Жизнь пробудилась на дороге, которая стала похожа на пульсирующую вену; нескончаемым потоком люди направлялись в ненасытный Рим. Клаудиус и Пила влились в бесконечную вереницу крестьян, ремесленников, рабов и солдат, телег, ослов и мулов. Никто не обратил на них внимания.
На Пиле было шерстяное платье с длинными рукавами и накидка, которая прикрывала ее волосы. Она уже пережила позор того, что волосы у нее были отрезаны, да и в Риме в то время были модны короткие волосы. Однако ее мог бы выдать светлый цвет ее волос.
Клаудиус также был одет просто, как ремесленник. На своих мулах они смотрелись двумя путниками из бесчисленного множества тех, кто устремлялся в жизненный центр империи.
По мере удаления странное напряжение, давившее на Пилу, ослабевало, но Клаудиусу становилось все более не по себе. Они приближались к Капуе, где находилась школа Лентулуса, его родина, если ее можно было считать таковой.
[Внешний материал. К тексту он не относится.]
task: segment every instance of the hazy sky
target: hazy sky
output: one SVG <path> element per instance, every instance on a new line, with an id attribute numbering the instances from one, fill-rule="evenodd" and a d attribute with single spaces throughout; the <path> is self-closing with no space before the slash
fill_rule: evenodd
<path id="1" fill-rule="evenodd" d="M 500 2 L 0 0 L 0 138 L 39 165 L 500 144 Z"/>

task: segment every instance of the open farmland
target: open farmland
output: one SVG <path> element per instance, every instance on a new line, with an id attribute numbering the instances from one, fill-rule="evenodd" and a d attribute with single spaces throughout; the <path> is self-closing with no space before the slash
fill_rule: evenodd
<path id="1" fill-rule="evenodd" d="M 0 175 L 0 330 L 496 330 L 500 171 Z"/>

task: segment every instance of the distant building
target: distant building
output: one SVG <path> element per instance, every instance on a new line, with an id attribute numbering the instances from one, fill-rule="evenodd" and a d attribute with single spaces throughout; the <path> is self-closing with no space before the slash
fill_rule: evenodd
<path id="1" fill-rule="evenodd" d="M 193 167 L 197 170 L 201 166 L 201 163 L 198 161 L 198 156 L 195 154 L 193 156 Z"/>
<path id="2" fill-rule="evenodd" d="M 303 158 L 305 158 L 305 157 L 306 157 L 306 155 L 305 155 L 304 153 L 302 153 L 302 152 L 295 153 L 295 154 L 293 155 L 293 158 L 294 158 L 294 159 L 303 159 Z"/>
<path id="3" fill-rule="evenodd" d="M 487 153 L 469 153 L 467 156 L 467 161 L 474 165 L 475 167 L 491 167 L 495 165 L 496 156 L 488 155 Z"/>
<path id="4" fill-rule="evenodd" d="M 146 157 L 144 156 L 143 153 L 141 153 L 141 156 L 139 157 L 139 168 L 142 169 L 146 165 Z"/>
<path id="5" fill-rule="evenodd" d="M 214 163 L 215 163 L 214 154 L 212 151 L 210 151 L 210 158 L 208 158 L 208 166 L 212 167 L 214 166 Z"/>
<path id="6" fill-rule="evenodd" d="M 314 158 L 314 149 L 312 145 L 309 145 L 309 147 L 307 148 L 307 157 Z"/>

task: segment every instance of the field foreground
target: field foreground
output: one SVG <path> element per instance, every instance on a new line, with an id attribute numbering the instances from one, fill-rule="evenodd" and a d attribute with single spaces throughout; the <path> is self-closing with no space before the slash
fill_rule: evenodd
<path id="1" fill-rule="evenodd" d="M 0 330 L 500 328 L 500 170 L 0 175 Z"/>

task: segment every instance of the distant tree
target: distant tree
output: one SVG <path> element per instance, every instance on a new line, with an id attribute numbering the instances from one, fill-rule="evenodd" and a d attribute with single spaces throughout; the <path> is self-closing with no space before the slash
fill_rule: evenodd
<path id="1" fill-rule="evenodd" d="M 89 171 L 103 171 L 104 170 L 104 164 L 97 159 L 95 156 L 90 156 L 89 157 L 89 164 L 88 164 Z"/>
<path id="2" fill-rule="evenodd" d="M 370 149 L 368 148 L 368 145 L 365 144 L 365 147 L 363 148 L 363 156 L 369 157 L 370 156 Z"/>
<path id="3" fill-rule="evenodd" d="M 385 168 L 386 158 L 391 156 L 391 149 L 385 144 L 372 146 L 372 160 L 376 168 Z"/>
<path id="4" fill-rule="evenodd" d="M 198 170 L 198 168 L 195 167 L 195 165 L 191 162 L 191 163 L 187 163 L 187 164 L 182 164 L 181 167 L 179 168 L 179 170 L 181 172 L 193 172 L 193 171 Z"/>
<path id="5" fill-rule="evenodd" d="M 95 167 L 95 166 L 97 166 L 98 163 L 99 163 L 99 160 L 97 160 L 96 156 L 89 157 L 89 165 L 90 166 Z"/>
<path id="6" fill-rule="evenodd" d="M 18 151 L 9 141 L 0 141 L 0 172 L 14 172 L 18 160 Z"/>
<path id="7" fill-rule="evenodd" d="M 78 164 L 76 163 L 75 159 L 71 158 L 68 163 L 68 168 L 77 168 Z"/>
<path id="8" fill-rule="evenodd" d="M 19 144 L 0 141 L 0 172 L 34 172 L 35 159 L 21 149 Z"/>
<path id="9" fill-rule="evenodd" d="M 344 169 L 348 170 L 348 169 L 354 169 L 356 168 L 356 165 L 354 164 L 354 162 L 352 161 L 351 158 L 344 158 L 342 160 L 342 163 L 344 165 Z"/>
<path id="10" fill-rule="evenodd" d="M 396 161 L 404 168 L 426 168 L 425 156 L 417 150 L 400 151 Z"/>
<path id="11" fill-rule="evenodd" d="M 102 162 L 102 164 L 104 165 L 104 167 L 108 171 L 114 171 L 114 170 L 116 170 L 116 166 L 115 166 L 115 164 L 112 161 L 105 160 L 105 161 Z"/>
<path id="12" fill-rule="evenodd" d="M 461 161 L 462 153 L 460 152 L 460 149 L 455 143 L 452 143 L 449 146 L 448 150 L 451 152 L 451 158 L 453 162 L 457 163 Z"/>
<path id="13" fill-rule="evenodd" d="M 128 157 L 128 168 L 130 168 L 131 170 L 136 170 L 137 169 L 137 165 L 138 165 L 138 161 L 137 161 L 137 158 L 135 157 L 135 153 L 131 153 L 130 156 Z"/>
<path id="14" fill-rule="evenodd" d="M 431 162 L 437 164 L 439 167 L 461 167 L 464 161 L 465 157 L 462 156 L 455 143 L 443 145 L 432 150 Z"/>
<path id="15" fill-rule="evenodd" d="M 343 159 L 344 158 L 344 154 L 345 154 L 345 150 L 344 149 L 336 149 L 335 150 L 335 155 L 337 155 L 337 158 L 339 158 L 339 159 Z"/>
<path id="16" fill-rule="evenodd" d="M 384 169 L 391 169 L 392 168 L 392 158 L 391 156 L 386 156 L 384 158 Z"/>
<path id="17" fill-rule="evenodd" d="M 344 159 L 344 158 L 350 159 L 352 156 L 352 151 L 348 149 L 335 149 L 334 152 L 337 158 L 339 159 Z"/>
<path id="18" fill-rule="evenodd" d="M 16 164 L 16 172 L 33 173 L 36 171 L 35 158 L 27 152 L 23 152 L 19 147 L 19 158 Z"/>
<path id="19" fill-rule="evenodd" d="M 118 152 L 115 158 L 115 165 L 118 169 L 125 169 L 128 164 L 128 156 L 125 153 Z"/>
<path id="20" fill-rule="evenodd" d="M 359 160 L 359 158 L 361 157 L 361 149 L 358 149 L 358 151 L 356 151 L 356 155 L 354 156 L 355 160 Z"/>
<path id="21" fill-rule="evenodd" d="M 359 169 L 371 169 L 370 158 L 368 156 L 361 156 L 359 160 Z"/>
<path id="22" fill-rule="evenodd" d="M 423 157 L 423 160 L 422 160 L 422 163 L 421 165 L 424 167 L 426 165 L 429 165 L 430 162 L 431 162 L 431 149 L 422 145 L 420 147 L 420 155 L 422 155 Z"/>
В Капуе Клаудиус был очень известен и уважаем. Он боялся, что его узнают, однако они должны были пересечь Капую, чтобы выйти на Виа Латина, которая впоследствии соединялась с Виа Аппиа.
В Капуе ремесленники и крестьяне загромоздили свои прилавки товарами и вели бойкую торговлю. Узкие улочки города были едва проходимы. Тяжелые телеги загораживали путь, между ними теснились животные, и проклятия погонщиков эхом отражались от стен домов.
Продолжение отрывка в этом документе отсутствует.